Frequently Asked Questions
Here are some questions/answers that we are frequently asked. If you have additional questions that aren't covered here, please feel free to give us a call at (705)738-5149.
- What are the Hospital hours?
Our hospital is open Monday to Friday from 8:30 am to 5:30 pm. On Saturdays we are open from 8:30 am until 2 pm. The clinic is closed on Sunday.
- Do I need to have an appointment?
Yes, patients are seen by appointment. Emergencies will be seen as soon as possible.
- What forms of payment do you accept?
Debit Card, Cash, Check, Mastercard and Visa
- Can I make payments?
Payment is required at the time of service except in rare emergency situations.
- At what age can I have my pet spayed or neutered?
Spaying or neutering can be done at approximately 6 months of age. Your pet is given an exam prior to surgery to help determine whether your pet is healthy enough to undergo the surgical procedure. Current vaccinations are recommended at the time of surgery. Also IV fluids and a pre-anesthetic blood screen is recommended prior to undergoing anesthesia and surgery.
- What is the pre-anesthetic blood screening?
This is a blood test that is run here in the clinic prior to surgery. It tests the liver, kidneys, protein, sugar levels and red and white blood cells as well as platelet numbers in your pet. The pre-anesthetic blood screening is done to assure safety during surgery and gives baseline levels which may be useful in the future.
- How long do the sutures stay in after my pet's surgery?
Most surgeries have dissolvable and buried sutures that don't require removal. Procedures involving skin sutures require them to be removed in 14 days following the surgery.
- Is it a good idea to let my pet have at least one litter?

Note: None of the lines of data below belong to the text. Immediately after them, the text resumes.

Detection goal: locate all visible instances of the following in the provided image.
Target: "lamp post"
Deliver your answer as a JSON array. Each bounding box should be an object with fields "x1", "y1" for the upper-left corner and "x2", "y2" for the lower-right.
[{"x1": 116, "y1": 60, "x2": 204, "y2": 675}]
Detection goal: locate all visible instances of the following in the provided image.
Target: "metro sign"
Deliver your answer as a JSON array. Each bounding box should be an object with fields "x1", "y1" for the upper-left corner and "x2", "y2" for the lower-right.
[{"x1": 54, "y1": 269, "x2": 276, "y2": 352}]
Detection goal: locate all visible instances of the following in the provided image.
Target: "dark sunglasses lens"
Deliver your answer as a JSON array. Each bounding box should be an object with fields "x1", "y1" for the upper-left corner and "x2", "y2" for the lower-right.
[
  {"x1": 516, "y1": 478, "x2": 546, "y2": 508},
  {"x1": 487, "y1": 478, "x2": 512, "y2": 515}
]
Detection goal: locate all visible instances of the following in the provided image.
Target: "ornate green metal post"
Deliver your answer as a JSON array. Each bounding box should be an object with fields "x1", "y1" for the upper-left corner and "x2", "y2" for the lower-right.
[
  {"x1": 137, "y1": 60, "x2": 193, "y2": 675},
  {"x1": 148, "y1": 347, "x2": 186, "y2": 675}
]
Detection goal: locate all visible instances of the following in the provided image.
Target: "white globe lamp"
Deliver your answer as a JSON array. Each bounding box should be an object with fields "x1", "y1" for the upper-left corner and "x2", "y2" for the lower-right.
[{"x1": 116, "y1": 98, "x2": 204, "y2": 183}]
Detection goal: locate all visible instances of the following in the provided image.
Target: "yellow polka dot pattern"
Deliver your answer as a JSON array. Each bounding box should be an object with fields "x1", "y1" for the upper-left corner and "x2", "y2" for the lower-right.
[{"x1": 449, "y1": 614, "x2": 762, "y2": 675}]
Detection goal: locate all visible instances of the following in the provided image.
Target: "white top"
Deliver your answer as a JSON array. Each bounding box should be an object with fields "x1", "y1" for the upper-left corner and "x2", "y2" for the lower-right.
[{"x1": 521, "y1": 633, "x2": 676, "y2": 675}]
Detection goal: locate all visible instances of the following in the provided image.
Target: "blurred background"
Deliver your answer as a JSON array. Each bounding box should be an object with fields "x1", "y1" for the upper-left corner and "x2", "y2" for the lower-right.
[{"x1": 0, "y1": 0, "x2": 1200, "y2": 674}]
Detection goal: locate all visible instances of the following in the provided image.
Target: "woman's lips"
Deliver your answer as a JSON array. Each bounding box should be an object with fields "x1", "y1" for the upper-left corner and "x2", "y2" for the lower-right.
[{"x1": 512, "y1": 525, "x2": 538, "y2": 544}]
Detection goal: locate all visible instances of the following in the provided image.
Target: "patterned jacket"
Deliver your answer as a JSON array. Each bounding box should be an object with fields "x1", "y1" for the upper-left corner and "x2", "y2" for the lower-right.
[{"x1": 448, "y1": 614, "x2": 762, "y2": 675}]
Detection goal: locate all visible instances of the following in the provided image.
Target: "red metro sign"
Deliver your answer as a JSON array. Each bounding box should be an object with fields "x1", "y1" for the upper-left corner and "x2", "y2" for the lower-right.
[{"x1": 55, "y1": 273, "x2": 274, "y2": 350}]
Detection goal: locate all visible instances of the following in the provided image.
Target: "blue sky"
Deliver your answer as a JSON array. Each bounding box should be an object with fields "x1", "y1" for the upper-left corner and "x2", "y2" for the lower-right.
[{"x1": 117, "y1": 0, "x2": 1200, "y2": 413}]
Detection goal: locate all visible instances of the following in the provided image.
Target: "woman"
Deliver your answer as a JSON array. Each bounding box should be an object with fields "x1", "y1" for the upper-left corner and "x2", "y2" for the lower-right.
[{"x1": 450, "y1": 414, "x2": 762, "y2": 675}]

No, there is no advantage to letting your pet have one litter. However there are plenty of advantages to having your pet spayed or neutered. These advantages include decreasing the chances of breast tumors later in life, decreasing the chance of cystic ovaries and uterine infections later in life, decreasing the desire to roam the neighborhood, decreasing the incidence of prostate disease later in life, helping prevent spraying and marking, and also decreaseing the surplus of unwanted puppies and kittens.
- Do you board pets?
No, sorry, we no longer board pets. There are several good boarding kennels in the area.
- Do you groom pets? We groom only the very hard to handle pets that require heavy sedation or an anesthetic to groom or shave. Obviously a pet must be healthy enough to handle the anesthetic.